Published In Electrical Contractor, February 2020

The current generational divide was predictable, when it comes to thinking about technology and its role in contracting firms. While the older generations may see smartphones or other devices as a source of distraction, younger people understand that these technologies are a way to streamline work, keep employees connected and enable them to solve problems in real time. The world has gone digital, and digitization is part of the growth formula for electrical contracting firms.

According to a 2015 report by the Pew Research Center, “The Whys and Hows of Generations Research,” one thing is clear: today’s children and teens will likely be shaped by different influences and forces than the generations that preceded it.

Here we are in 2020 with a contracting industry in a generational divide, and we’re figuring out how to use it to our advantage. The stereotype is that Gen Z people think differently, are app-driven and accustomed to things happening quickly—and with new technology.

“A typical situation is that a family or owner has grown the business to a certain level, and they’ve built up relationships [by] word of mouth and referrals, and all those things that are cornerstones of any successful business really,” said Joe Hughes, owner of the Asbury Park, N.J.-based Contractor Dynamics, a firm that helps contractors of all types grow.

“Then the new generation comes in and they don’t necessarily have those one-on-one personal relationships with the people in the market because it’s their father who had the relationships or their uncle or the previous generation who had those relationships.”

What they do have is technology, and younger generations are using it to change the way business is done.

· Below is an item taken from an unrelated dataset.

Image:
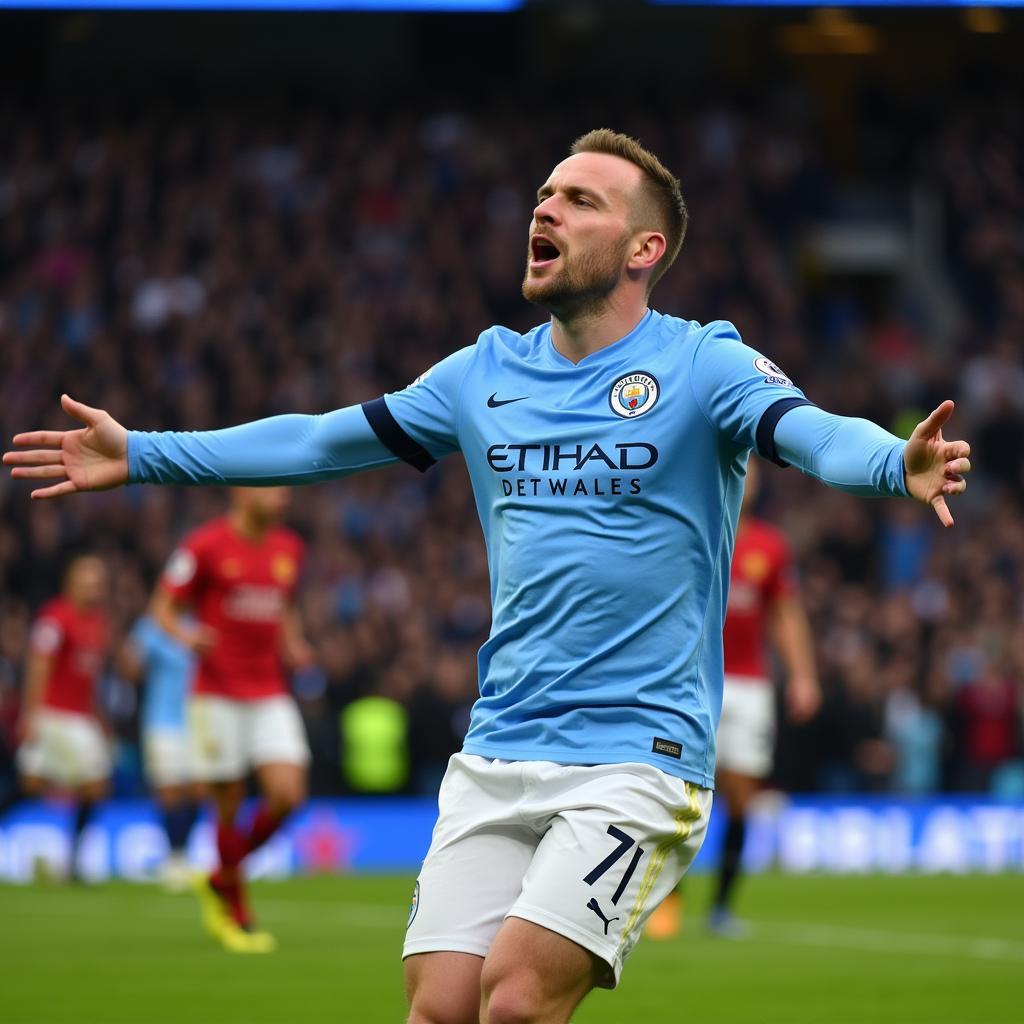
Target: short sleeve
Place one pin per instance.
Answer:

“Everyone is on this device right here,” Hughes said, gesturing to his iPhone. It symbolizes a common issue his consultancy sees in helping contractors bridge the gap between the generations.

Is the past prologue?

Electrical contractors are slowly, but surely, figuring out how to incorporate working with younger people. For many firms, it isn’t the first time they’ve had to adjust to differences. Generational divides have existed and persisted through depressions, world wars, the radical ‘60s and ‘70s and the blossoming of our digital age.

People are trading in pen-and-paper notetaking for smartphones and have information at the tips of their fingers.

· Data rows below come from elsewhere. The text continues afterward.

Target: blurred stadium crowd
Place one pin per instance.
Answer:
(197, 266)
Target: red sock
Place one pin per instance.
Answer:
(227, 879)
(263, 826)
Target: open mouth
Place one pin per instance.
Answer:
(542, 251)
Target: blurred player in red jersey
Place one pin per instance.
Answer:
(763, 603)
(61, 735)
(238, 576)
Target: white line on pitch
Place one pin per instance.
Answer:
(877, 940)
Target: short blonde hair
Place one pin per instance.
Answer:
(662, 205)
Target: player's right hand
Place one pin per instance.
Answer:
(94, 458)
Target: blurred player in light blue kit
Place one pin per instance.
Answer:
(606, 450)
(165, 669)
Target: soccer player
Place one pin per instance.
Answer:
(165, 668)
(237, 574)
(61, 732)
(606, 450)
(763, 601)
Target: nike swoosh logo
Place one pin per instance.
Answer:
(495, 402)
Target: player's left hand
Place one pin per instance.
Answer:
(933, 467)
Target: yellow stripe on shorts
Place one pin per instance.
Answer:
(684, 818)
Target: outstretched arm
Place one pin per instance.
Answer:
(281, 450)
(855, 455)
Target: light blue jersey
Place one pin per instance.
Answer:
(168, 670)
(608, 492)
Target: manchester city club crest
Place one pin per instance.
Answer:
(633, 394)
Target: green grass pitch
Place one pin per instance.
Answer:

Engler Electric Inc., a Utica, N.Y.-based electrical contractor has been family-owned and operated since 1924. Within the company’s near century, it has observed the entire evolution of gen-
erational change.

In 1948, J. Howard Bruce returned from Pearl Harbor, where he had helped repair war-damaged ships as a civilian electrician, to start an electrical contracting firm. Bruce & Merrilees, New Castle, Pa., is still family-owned and operated by with the third generation of Bruce family members. Think of all the change it has endured. [...]

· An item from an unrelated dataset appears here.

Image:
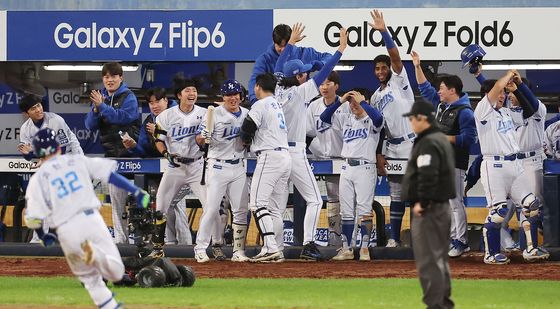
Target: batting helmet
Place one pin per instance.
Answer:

[L]ineage can be helpful rather than an impedance of any kind. In a business that has spanned the generations, the family lineage is an asset. Gary Ackerman is the second-generation owner of Gaudin Motor Co. in Las Vegas. For Ackerman, his heritage is a matter of pride. The generational divide, when positioned strategically, shows a company’s strength and how all members of the family have learned from each other through the years and across the generations.